If passed, teens might not be able to go tanning without a prescription, and could be required to have another vaccine before continuing their public school education.
State Rep. David Watkins, D-Henderson, filed a bill on Jan. 31 that calls for teenagers younger than 18 to not be allowed to use a tanning bed without a medical prescription.
Senate Bill 310 also calls for the repeal of the provision that teens age 14 to 18 can use a tanning bed with parent permission.
Watkins' bill passed the Health & Welfare Committee on Feb. 3 and was given second reading last Friday. It now goes to the Rules Committee for consideration.
State Rep. John "Bam" Carney, R-Campbellsville, said he is opposed to SB 310.
"I'm not a big fan of tanning beds, but I believe if a parent allows their child to go, then that's their decision."
Christine Weyman, medical director at Lake Cumberland District Health Department, to which Taylor County Health Department belongs, said tanning beds are harmful, and even more so for younger users.
Tracy Aaron, health promotion and policy director at LCDHD, said cases of melanoma are increasing in young adult females ages 20 to 29.
State Sen. Sara Beth Gregory, R-Monticello, says she hasn't heard much discussion about SB 310, because it has yet to pass the full House and likely won't be assigned to one of the committees on which she serves.
Watkins also filed Senate Bill 311 on Jan. 31, which is also geared toward keeping youth healthy and vaccinated against disease.
In SB 311, Watkins asks that a human papillomavirus immunization be required for young girls ages 9 to 16 and young boys ages 10 to 16, before entering sixth grade.
The bill also calls for those students whose parents don't want them to have the HPV vaccine to complete a form to be kept on file.
SB 311 also passed the Health & Welfare Committee on Feb. 3 and was given second reading last Friday. It also awaits at the Rules Committee for consideration.
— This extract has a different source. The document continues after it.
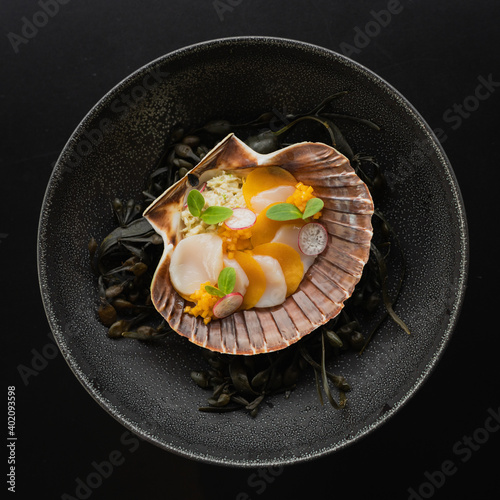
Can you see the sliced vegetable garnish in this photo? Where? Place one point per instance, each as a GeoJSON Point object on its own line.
{"type": "Point", "coordinates": [313, 238]}
{"type": "Point", "coordinates": [227, 305]}
{"type": "Point", "coordinates": [242, 218]}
Carney and Gregory say they also both oppose SB 311, for the same reason.
"I generally think health-related decisions are best left for parents to make without the government being involved," Gregory said.
Peggy A. Tiller, director of nurses at LCDHD, said she believes the HPV vaccine is helpful and can prevent a person from getting cancer. She said she believes parents might be accepting of their children being required to have the HPV vaccine.
"I think schools and parents are becoming aware of the benefit of the vaccine and therefore are more accepting of the vaccine," she said. "We are providing the vaccine in our school program and have seen an increase in participation."
Legislators are past the halfway point of this year's General Assembly session. This week was the last to file new bills for consideration, and the session will continue this month and wrap up in April with two weeks of veto days. The session will end April 15.
Gregory and Carney have said they want to hear from constituents about their thoughts on the bills being proposed.